Why and How I wrote this

Some jokers at school think it's hilarious to play the high-pitched "mosquito" tones to annoy the other kids in class with pure plausible deniability. The teacher can't hear the tone, so nobody will ever know or prove anything, right? Well maybe not, until now.

For those wondering, I'm an old-school engineer which means I have written my share of FFTs and DCTs by hand, in languages and for platforms nobody cares about any more. For this app I just spent a nice free morning with an AI agent which let me build it in straight no-dependency javascript. It's small, simple, and not quite vibe-coded, but pretty close.
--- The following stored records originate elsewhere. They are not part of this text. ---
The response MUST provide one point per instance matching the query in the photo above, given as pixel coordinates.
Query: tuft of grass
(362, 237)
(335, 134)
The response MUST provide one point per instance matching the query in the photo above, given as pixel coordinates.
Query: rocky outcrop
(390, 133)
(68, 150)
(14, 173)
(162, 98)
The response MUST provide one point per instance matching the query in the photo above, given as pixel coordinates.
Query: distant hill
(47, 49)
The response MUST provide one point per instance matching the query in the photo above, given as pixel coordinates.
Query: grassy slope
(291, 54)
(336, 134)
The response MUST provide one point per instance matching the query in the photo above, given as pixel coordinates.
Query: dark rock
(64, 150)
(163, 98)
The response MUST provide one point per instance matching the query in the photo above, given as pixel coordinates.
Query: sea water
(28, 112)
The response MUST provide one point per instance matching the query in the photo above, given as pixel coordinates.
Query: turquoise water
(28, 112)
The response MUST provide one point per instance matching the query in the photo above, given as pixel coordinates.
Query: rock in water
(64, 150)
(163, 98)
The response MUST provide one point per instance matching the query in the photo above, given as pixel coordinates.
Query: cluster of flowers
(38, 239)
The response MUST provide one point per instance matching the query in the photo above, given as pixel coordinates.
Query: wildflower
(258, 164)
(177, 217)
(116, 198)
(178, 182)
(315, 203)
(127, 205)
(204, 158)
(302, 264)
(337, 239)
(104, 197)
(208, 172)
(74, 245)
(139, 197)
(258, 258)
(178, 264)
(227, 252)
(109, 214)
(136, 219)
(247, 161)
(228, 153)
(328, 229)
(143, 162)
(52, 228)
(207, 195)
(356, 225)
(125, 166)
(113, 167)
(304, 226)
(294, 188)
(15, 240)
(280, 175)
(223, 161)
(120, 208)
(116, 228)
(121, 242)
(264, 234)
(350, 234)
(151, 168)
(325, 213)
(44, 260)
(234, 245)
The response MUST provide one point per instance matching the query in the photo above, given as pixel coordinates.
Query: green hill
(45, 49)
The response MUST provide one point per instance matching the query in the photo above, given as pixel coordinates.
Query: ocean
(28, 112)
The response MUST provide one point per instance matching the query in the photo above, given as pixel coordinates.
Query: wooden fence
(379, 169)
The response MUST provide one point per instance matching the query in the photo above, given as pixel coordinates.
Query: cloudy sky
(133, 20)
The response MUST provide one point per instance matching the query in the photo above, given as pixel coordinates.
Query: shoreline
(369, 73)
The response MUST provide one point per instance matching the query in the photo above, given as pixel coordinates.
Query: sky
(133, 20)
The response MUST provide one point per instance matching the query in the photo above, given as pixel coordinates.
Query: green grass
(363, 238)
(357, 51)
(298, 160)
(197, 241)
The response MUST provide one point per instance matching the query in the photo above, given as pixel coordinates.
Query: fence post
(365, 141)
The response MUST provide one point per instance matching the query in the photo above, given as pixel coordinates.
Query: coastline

And if it helps either of my kids find out which mouth breather is playing that stupid annoying sound then it's been worth it.

The code and app are released free into the world under MIT license meaning you can go forth and use it to find annoying sounds wherever they lurk. Go get 'em.

Dedicated to my kids - Love you <3

Installing as an app

BuzzOff can be added to your home screen or desktop so it opens like a regular app. That means you can install it once and then use it even if you don't have internet access:

  • iPhone/iPad: tap the Share button in Safari, then Add to Home Screen.
  • Android (Chrome): tap the three-dot menu, then Add to Home Screen or Install app.
  • Chromebook / Chrome desktop: look for the install icon in the address bar, or use the three-dot menu → Install BuzzOff.